David Johnson

Personal information
- Full name: David Johnson
- Born: 23 August 1944 (age 82) Stamford, Lincolnshire, England
- Batting: Right-handed

Domestic team information
- 1965–1967: Lincolnshire

Career statistics
| Competition | List A |
| Matches | 2 |
| Runs scored | 42 |
| Batting average | 21.00 |
| 100s/50s | –/– |
| Top score | 35 |
| Balls bowled | – |
| Wickets | – |
| Bowling average | – |
| 5 wickets in innings | – |
| 10 wickets in match | – |
| Best bowling | – |
| Catches/stumpings | 2/– |
- Source: Cricinfo, 24 June 2011

= David Johnson (cricketer, born 1944) =

English cricketer

David Johnson (born 23 August 1944) is a former English cricketer. Johnson was a right-handed batsman. He was born in Dowsby, Lincolnshire.

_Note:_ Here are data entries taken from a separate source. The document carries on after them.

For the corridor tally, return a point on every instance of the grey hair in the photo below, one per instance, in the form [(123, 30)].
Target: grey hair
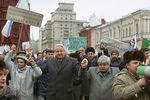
[(103, 59)]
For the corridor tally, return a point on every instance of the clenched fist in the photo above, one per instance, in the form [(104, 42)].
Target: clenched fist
[(13, 47), (31, 60), (84, 63)]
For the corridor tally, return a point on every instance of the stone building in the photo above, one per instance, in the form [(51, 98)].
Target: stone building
[(125, 28), (63, 24), (15, 30)]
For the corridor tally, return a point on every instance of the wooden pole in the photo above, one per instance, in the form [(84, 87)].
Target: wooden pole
[(20, 34)]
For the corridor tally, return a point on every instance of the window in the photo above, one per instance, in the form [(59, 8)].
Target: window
[(137, 28), (123, 34), (129, 31)]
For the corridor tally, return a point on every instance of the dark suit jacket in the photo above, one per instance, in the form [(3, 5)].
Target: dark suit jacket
[(61, 76)]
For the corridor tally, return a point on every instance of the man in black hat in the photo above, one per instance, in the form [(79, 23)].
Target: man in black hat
[(127, 84)]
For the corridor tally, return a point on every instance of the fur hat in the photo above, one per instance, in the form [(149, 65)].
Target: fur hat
[(21, 52), (2, 64), (23, 58), (90, 49), (133, 55), (114, 51)]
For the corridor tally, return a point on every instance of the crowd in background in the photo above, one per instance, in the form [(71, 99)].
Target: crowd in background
[(80, 75)]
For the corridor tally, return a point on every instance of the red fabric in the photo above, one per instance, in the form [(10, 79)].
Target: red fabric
[(2, 38), (10, 39)]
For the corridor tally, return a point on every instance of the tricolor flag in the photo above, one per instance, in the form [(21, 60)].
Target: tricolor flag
[(134, 41), (24, 4)]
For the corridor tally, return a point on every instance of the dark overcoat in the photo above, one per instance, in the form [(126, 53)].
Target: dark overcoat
[(61, 76)]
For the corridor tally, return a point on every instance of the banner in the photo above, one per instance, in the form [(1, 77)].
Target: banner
[(76, 43), (24, 4), (115, 44), (145, 43)]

Johnson made his debut for Lincolnshire in the 1965 Minor Counties Championship against Shropshire. Johnson played Minor counties cricket for Lincolnshire from 1965 to 1967, which included 15 Minor Counties Championship appearances. He made his List A debut against Hampshire in the 1966 Gillette Cup. In this match he scored 16 runs, before being dismissed by Alan Wassell. He played a further List A match against the same opposition in the 1967 Gillette Cup. Opening the batting, he was dismissed for 7 runs by Derek Shackleton.